126P
Barriers, Attitudes, and Capacity for Mobile Technology Adoption in a Community ACT Provider

Schedule:
Friday, January 16, 2015
Bissonet, Third Floor (New Orleans Marriott)
* noted as presenting author
Melissa L. Bessaha, MA, LMSW, Graduate Research Assistant, University of Maryland at Baltimore, Baltimore, MD
John Belcher, PhD, Professor, University of Maryland at Baltimore, Baltimore, MD
Seth Himelhoch, MD, MPH, Associate Professor, University of Maryland at Baltimore, Baltimore, MD
Julie Kreyenbuhl, PhD, Associate Professor, University of Maryland at Baltimore, Baltimore, MD
George Jay Unick, PhD, AssociatevProfessor, University of Maryland at Baltimore, Baltimore, MD
Background and Purpose:

Mobile communications technology (i.e. smart phones and computer tablets) has potential to revolutionize mental health treatment, particularly for Assertive Community Treatment (ACT) teams.  However, little work has been done to assess technological readiness of the mental health workforce and to identify barriers that could affect implementation of new technologically based interventions. The purpose of this study was to explore clinicians’ attitudes about technology, beliefs about clients’ attitudes toward technology, and agency capacity to integrate technology in the workflow of a community-based ACT team.

Methods:

Structured qualitative interviews were conducted with a convenience sample of seven clinicians (majority female; a nurse, a substance abuse counselor, three social workers, a vocational counselor, and a housing specialist between the ages of 30-64) at an ACT program located in Baltimore.  This ACT program serves approximately 100 clients with serious and persistent mental illness, typically from low socioeconomic backgrounds.  Interviewers were the principal investigator, social work faculty researcher, and doctoral social work student.  Respondents answered questions related to their attitudes about mobile technologies, thoughts about clients’ attitudes about mobile technologies, and clinical barriers to using mobile technologies.  

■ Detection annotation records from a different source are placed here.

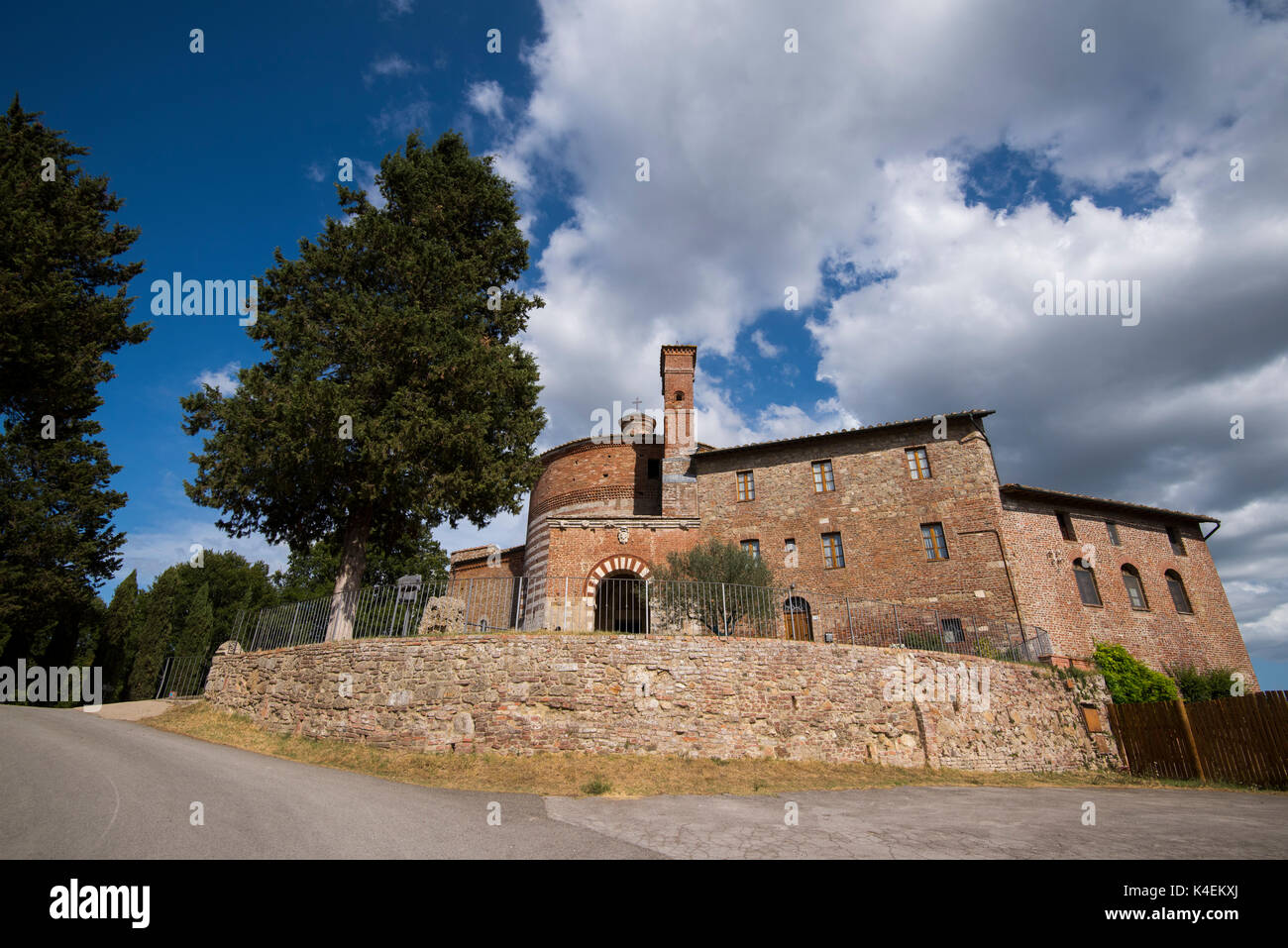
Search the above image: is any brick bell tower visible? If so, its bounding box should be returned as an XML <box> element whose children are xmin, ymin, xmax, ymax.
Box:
<box><xmin>661</xmin><ymin>345</ymin><xmax>698</xmax><ymax>516</ymax></box>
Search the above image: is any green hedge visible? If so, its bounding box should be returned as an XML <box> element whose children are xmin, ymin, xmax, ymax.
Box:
<box><xmin>1172</xmin><ymin>665</ymin><xmax>1234</xmax><ymax>703</ymax></box>
<box><xmin>1092</xmin><ymin>643</ymin><xmax>1176</xmax><ymax>704</ymax></box>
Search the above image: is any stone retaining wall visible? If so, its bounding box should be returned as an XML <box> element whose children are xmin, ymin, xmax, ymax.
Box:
<box><xmin>206</xmin><ymin>634</ymin><xmax>1118</xmax><ymax>771</ymax></box>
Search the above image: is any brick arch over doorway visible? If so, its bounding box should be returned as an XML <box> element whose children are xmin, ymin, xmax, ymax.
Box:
<box><xmin>584</xmin><ymin>553</ymin><xmax>653</xmax><ymax>594</ymax></box>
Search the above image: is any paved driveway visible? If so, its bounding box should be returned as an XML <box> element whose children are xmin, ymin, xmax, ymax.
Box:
<box><xmin>0</xmin><ymin>706</ymin><xmax>1288</xmax><ymax>859</ymax></box>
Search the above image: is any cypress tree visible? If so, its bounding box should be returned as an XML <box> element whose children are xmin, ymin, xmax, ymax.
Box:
<box><xmin>181</xmin><ymin>133</ymin><xmax>545</xmax><ymax>639</ymax></box>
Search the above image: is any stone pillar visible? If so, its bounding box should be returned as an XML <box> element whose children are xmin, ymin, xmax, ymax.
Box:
<box><xmin>661</xmin><ymin>345</ymin><xmax>698</xmax><ymax>516</ymax></box>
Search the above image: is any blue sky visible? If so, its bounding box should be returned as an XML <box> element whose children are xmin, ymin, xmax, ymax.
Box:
<box><xmin>0</xmin><ymin>0</ymin><xmax>1288</xmax><ymax>687</ymax></box>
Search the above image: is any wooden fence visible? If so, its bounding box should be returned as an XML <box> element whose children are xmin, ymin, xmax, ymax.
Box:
<box><xmin>1109</xmin><ymin>691</ymin><xmax>1288</xmax><ymax>790</ymax></box>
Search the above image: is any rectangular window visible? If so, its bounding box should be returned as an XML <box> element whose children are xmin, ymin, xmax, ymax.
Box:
<box><xmin>823</xmin><ymin>533</ymin><xmax>845</xmax><ymax>570</ymax></box>
<box><xmin>1055</xmin><ymin>510</ymin><xmax>1078</xmax><ymax>540</ymax></box>
<box><xmin>906</xmin><ymin>448</ymin><xmax>930</xmax><ymax>480</ymax></box>
<box><xmin>921</xmin><ymin>523</ymin><xmax>948</xmax><ymax>559</ymax></box>
<box><xmin>1073</xmin><ymin>559</ymin><xmax>1100</xmax><ymax>605</ymax></box>
<box><xmin>1167</xmin><ymin>574</ymin><xmax>1194</xmax><ymax>616</ymax></box>
<box><xmin>1124</xmin><ymin>571</ymin><xmax>1149</xmax><ymax>609</ymax></box>
<box><xmin>814</xmin><ymin>461</ymin><xmax>836</xmax><ymax>493</ymax></box>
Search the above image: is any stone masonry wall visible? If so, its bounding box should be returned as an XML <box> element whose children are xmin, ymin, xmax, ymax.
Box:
<box><xmin>1002</xmin><ymin>497</ymin><xmax>1258</xmax><ymax>691</ymax></box>
<box><xmin>206</xmin><ymin>635</ymin><xmax>1118</xmax><ymax>771</ymax></box>
<box><xmin>697</xmin><ymin>419</ymin><xmax>1017</xmax><ymax>621</ymax></box>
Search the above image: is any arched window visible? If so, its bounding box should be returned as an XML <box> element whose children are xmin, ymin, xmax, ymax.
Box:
<box><xmin>1073</xmin><ymin>559</ymin><xmax>1102</xmax><ymax>605</ymax></box>
<box><xmin>1124</xmin><ymin>563</ymin><xmax>1149</xmax><ymax>609</ymax></box>
<box><xmin>783</xmin><ymin>596</ymin><xmax>814</xmax><ymax>642</ymax></box>
<box><xmin>1163</xmin><ymin>570</ymin><xmax>1194</xmax><ymax>616</ymax></box>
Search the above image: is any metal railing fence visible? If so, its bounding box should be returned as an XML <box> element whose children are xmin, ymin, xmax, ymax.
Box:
<box><xmin>226</xmin><ymin>576</ymin><xmax>1051</xmax><ymax>662</ymax></box>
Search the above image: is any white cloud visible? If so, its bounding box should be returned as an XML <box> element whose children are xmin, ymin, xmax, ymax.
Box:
<box><xmin>465</xmin><ymin>78</ymin><xmax>505</xmax><ymax>121</ymax></box>
<box><xmin>112</xmin><ymin>518</ymin><xmax>290</xmax><ymax>589</ymax></box>
<box><xmin>380</xmin><ymin>0</ymin><xmax>416</xmax><ymax>17</ymax></box>
<box><xmin>463</xmin><ymin>0</ymin><xmax>1288</xmax><ymax>670</ymax></box>
<box><xmin>362</xmin><ymin>53</ymin><xmax>416</xmax><ymax>85</ymax></box>
<box><xmin>751</xmin><ymin>330</ymin><xmax>783</xmax><ymax>360</ymax></box>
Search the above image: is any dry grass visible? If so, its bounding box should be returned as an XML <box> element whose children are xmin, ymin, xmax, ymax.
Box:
<box><xmin>145</xmin><ymin>700</ymin><xmax>1267</xmax><ymax>797</ymax></box>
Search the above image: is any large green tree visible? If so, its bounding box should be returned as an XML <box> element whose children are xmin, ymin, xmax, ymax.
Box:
<box><xmin>183</xmin><ymin>133</ymin><xmax>545</xmax><ymax>639</ymax></box>
<box><xmin>0</xmin><ymin>95</ymin><xmax>150</xmax><ymax>665</ymax></box>
<box><xmin>273</xmin><ymin>522</ymin><xmax>450</xmax><ymax>603</ymax></box>
<box><xmin>651</xmin><ymin>539</ymin><xmax>782</xmax><ymax>635</ymax></box>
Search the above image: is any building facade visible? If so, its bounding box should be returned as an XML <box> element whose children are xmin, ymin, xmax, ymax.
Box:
<box><xmin>452</xmin><ymin>345</ymin><xmax>1256</xmax><ymax>689</ymax></box>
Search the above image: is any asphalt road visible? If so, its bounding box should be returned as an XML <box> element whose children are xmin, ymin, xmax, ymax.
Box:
<box><xmin>0</xmin><ymin>707</ymin><xmax>1288</xmax><ymax>859</ymax></box>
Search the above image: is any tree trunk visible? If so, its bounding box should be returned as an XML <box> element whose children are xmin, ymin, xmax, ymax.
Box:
<box><xmin>326</xmin><ymin>505</ymin><xmax>375</xmax><ymax>642</ymax></box>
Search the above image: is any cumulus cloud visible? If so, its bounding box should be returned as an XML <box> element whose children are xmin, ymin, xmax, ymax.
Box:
<box><xmin>440</xmin><ymin>0</ymin><xmax>1288</xmax><ymax>680</ymax></box>
<box><xmin>362</xmin><ymin>53</ymin><xmax>416</xmax><ymax>85</ymax></box>
<box><xmin>112</xmin><ymin>518</ymin><xmax>290</xmax><ymax>597</ymax></box>
<box><xmin>465</xmin><ymin>78</ymin><xmax>505</xmax><ymax>121</ymax></box>
<box><xmin>371</xmin><ymin>89</ymin><xmax>430</xmax><ymax>137</ymax></box>
<box><xmin>192</xmin><ymin>362</ymin><xmax>241</xmax><ymax>395</ymax></box>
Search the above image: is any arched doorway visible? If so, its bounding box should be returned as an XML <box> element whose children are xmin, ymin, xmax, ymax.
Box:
<box><xmin>583</xmin><ymin>554</ymin><xmax>652</xmax><ymax>632</ymax></box>
<box><xmin>783</xmin><ymin>596</ymin><xmax>814</xmax><ymax>642</ymax></box>
<box><xmin>595</xmin><ymin>570</ymin><xmax>648</xmax><ymax>632</ymax></box>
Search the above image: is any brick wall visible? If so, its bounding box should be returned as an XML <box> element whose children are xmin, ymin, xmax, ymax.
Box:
<box><xmin>206</xmin><ymin>635</ymin><xmax>1117</xmax><ymax>771</ymax></box>
<box><xmin>1002</xmin><ymin>496</ymin><xmax>1257</xmax><ymax>690</ymax></box>
<box><xmin>452</xmin><ymin>546</ymin><xmax>525</xmax><ymax>579</ymax></box>
<box><xmin>697</xmin><ymin>419</ymin><xmax>1015</xmax><ymax>618</ymax></box>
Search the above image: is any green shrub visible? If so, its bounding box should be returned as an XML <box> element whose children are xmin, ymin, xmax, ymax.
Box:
<box><xmin>581</xmin><ymin>777</ymin><xmax>613</xmax><ymax>796</ymax></box>
<box><xmin>1092</xmin><ymin>643</ymin><xmax>1176</xmax><ymax>704</ymax></box>
<box><xmin>975</xmin><ymin>638</ymin><xmax>1002</xmax><ymax>658</ymax></box>
<box><xmin>1171</xmin><ymin>665</ymin><xmax>1234</xmax><ymax>703</ymax></box>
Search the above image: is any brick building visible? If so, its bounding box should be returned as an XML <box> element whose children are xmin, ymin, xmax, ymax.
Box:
<box><xmin>452</xmin><ymin>345</ymin><xmax>1256</xmax><ymax>687</ymax></box>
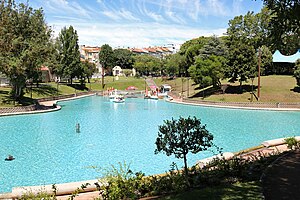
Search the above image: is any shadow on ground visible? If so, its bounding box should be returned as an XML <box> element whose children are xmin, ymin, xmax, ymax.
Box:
<box><xmin>291</xmin><ymin>86</ymin><xmax>300</xmax><ymax>93</ymax></box>
<box><xmin>159</xmin><ymin>182</ymin><xmax>262</xmax><ymax>200</ymax></box>
<box><xmin>67</xmin><ymin>84</ymin><xmax>88</xmax><ymax>90</ymax></box>
<box><xmin>26</xmin><ymin>85</ymin><xmax>57</xmax><ymax>96</ymax></box>
<box><xmin>191</xmin><ymin>85</ymin><xmax>258</xmax><ymax>98</ymax></box>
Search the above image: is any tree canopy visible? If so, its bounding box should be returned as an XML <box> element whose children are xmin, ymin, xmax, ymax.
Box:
<box><xmin>56</xmin><ymin>26</ymin><xmax>82</xmax><ymax>84</ymax></box>
<box><xmin>155</xmin><ymin>117</ymin><xmax>213</xmax><ymax>182</ymax></box>
<box><xmin>99</xmin><ymin>44</ymin><xmax>115</xmax><ymax>73</ymax></box>
<box><xmin>0</xmin><ymin>0</ymin><xmax>51</xmax><ymax>100</ymax></box>
<box><xmin>114</xmin><ymin>49</ymin><xmax>133</xmax><ymax>69</ymax></box>
<box><xmin>263</xmin><ymin>0</ymin><xmax>300</xmax><ymax>54</ymax></box>
<box><xmin>133</xmin><ymin>54</ymin><xmax>162</xmax><ymax>75</ymax></box>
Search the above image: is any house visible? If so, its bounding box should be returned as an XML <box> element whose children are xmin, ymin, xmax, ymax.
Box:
<box><xmin>79</xmin><ymin>45</ymin><xmax>101</xmax><ymax>64</ymax></box>
<box><xmin>40</xmin><ymin>66</ymin><xmax>52</xmax><ymax>83</ymax></box>
<box><xmin>112</xmin><ymin>66</ymin><xmax>123</xmax><ymax>76</ymax></box>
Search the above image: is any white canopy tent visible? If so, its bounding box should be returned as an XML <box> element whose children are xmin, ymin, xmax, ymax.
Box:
<box><xmin>273</xmin><ymin>50</ymin><xmax>300</xmax><ymax>63</ymax></box>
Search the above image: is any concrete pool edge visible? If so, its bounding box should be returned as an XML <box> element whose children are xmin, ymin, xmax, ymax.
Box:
<box><xmin>166</xmin><ymin>98</ymin><xmax>300</xmax><ymax>111</ymax></box>
<box><xmin>0</xmin><ymin>93</ymin><xmax>96</xmax><ymax>117</ymax></box>
<box><xmin>0</xmin><ymin>136</ymin><xmax>300</xmax><ymax>199</ymax></box>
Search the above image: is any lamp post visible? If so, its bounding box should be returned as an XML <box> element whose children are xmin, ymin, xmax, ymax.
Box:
<box><xmin>56</xmin><ymin>79</ymin><xmax>59</xmax><ymax>97</ymax></box>
<box><xmin>250</xmin><ymin>75</ymin><xmax>254</xmax><ymax>102</ymax></box>
<box><xmin>257</xmin><ymin>48</ymin><xmax>261</xmax><ymax>101</ymax></box>
<box><xmin>181</xmin><ymin>75</ymin><xmax>183</xmax><ymax>98</ymax></box>
<box><xmin>187</xmin><ymin>77</ymin><xmax>190</xmax><ymax>98</ymax></box>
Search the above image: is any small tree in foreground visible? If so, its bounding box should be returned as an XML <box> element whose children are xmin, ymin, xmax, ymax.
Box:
<box><xmin>155</xmin><ymin>117</ymin><xmax>213</xmax><ymax>184</ymax></box>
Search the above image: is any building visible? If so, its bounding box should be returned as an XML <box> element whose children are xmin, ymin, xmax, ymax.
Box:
<box><xmin>129</xmin><ymin>47</ymin><xmax>173</xmax><ymax>58</ymax></box>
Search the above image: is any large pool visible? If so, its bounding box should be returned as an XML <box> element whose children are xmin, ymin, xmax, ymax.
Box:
<box><xmin>0</xmin><ymin>96</ymin><xmax>300</xmax><ymax>192</ymax></box>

Two research team members used a constant comparison approach to code interviews.  All interviews were coded using NVivo version 10.  The two coders then compared codes and identified key domains. 

Results:

Three essential domains were identified: clinicians’ attitudes towards using mobile technology, clinicians’ concerns about consumers’ capacity in using mobile technology, and agency necessities related to implementing mobile technology in clinical settings.  Results indicated that clinicians expressed an interest in using technology at work.  In particular, clinicians identified potential for technology to save time and increase clinical capacity by facilitating access to information and community resources.  Two clinicians above the age of 50 expressed concerns related to comfort in using new technology. 

Overall, clinicians were optimistic about clients’ ability and interest in using mobile technology but raised several concerns about client capacity.  In particular, clinicians suggested that psychiatric symptoms and intellectual disabilities would limit consumers’ independence when using technology.  Several clinicians identified substance abuse as a risk for selling technology.  Furthermore, client resource barriers would limit consumers’ access to technology.  Clinicians raised concerns about client confidentiality, safety using expensive devices in their neighborhood, and general lack of internet access as barriers to client acceptance of internet-based mobile technologies.  Clinicians identified several agency necessities for quality implementation of technology including proper training on use of technology, specifically issues of privacy, patient confidentiality, and for older workforce members who may not be comfortable using new technologies.  Clinicians also identified access to technology and shared data resources as key limitations of existing agency capacity.

Conclusions and Implications:

Findings suggest that mobile technology can play a valuable role in community-based treatment programs such as ACT teams.  Responses indicate that clinicians would like to engage with their clients more through technology and are interested in participating in training in order to do so. However, researchers seeking to develop mobile technological interventions should take client and agency resource issues into account.